Quinta-feira, 16.04.15

A noite era escura, muito escura. O céu estava de tal forma encoberto que nem se via uma única estrela. Álvaro e o pai caminhavam nos matos, atravessando a ilha, ora andando sobre a fresca alfombra das pastagens ora furando tapumes, saltando valados e grotões, trilhando veredas e atalhos sinuosos. Haviam partido de Ponta Delgada, à noitinha, com destino à Fajã Grande. A certa altura, Álvaro, muito a medo, quebrando silêncio, interrogou o pai:

- Ó pai, no fim da missa o senhor padre reza uma oração para afugentar os espíritos malignos que vagueiam pelo mundo para perdição das almas… É verdade que aparecem espíritos ou almas do outro mundo, durante a noite?

O pai, mais preocupado com as dificuldades de tão ignóbil caminhada, nem lhe respondeu. Mas uns momentos depois, ou porque o miúdo insistisse ou porque outro assunto o preocupasse, parou e disse-lhe:

- Espera! Olha Álvaro, perdidos estamos nós. Mas não te preocupes. Antes de chegarmos às relvas vínhamos por um atalho. Era fácil encontrá-lo. Agora entramos nas pastagens, andamos por carreiros formados pelos passos das pessoas, através da erva, separadas por cancelas, tapumes de hortênsias e por grotões e ribeiras. É difícil seguir pelo carreiro certo sem nos desviarmos. Mas vamos voltar a encontrá-lo. Não te preocupes.

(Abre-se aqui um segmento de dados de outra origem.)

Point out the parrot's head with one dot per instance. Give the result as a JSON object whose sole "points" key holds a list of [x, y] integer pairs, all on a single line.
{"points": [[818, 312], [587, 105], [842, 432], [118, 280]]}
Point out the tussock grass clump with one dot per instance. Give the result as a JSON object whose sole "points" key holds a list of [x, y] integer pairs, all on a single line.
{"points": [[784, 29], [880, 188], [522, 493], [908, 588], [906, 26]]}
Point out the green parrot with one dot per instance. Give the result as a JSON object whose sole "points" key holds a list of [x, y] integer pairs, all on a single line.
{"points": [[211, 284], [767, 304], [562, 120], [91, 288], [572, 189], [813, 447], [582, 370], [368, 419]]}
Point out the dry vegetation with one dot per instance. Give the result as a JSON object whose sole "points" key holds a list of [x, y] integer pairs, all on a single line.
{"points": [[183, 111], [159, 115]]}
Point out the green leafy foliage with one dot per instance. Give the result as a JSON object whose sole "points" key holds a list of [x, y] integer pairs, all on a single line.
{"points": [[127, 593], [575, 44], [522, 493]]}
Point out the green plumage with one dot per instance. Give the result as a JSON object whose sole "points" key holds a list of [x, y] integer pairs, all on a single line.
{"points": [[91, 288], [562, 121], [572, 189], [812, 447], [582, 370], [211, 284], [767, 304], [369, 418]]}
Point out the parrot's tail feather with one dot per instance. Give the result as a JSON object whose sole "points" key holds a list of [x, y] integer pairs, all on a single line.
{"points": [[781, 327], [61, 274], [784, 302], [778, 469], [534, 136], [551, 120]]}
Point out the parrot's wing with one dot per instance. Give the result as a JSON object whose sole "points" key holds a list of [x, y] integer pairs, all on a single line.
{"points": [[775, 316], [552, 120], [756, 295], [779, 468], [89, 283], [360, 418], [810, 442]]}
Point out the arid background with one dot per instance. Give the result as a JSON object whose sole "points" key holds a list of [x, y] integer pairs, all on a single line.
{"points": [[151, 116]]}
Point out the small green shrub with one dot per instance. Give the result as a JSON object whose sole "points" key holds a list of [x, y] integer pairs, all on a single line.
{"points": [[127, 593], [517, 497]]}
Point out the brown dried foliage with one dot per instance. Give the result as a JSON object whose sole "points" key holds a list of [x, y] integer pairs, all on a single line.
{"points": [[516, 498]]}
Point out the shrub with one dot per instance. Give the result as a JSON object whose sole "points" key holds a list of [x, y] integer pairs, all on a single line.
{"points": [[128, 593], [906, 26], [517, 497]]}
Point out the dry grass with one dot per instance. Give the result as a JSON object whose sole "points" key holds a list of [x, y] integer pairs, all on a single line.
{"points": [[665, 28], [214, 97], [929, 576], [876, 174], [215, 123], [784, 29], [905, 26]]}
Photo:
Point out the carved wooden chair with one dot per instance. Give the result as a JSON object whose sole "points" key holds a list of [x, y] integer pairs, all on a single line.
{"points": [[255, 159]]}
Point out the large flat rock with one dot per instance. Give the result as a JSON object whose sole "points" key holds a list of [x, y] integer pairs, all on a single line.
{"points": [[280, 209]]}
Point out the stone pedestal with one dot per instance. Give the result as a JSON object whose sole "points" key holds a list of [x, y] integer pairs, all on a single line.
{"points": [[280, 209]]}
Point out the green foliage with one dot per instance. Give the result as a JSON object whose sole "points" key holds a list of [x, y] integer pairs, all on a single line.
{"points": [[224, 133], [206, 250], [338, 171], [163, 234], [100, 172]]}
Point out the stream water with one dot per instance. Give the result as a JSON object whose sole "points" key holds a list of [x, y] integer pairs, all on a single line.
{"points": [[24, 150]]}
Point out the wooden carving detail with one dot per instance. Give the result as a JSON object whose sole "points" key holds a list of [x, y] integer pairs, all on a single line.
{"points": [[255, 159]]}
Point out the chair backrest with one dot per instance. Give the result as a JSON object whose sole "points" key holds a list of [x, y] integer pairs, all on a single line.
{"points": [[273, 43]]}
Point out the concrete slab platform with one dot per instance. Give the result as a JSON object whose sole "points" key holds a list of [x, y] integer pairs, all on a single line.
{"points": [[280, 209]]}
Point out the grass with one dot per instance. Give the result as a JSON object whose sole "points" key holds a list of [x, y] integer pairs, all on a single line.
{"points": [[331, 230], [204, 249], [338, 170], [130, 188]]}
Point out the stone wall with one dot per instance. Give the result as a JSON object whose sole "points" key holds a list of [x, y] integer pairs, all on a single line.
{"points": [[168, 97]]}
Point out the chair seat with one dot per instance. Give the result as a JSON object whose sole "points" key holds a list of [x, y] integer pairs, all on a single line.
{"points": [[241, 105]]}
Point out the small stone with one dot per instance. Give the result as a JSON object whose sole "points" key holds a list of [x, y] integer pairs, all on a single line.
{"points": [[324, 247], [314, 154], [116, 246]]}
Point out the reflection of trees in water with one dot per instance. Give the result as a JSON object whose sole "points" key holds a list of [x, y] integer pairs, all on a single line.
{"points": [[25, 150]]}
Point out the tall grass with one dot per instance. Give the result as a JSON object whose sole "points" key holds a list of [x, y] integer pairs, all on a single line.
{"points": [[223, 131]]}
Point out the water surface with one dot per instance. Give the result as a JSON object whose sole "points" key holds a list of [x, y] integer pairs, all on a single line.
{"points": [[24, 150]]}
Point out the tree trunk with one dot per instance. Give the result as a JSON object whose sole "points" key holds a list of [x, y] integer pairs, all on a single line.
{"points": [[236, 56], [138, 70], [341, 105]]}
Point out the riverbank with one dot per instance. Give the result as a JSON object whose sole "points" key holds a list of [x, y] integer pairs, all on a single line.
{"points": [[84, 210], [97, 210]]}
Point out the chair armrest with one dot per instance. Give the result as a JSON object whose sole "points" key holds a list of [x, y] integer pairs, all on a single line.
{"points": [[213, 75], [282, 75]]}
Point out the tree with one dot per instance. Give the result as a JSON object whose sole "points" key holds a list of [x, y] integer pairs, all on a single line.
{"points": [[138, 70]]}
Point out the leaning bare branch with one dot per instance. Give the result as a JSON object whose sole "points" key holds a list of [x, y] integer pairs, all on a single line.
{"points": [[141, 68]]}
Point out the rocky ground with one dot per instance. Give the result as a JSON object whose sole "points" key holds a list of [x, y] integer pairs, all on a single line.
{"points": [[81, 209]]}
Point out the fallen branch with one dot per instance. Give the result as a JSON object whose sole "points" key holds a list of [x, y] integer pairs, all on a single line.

- Ai, meu Deus! Tenho tanto medo, pai! E agora? Perdidos no mato! Vamos ficar aqui até de manhã?

- Não. Temos que seguir para nossa casa. Vamos procurar o caminho e vamos encontrá-lo. – Calou-se, por uns momentos. Pouco depois, prosseguiu: – Olha filho, há aqui um tapume de hortênsias. Perto deve haver a cancela que dá para a relva seguinte… Vamos procurá-la.

Calaram-se, novamente. Foi o miúdo, de novo, a quebrar o silêncio:

- Pai, encontrou alguma cancela?

- Não, Infelizmente, não. Estamos mesmo perdidos Mas acalma-te. Vamos resolver isto.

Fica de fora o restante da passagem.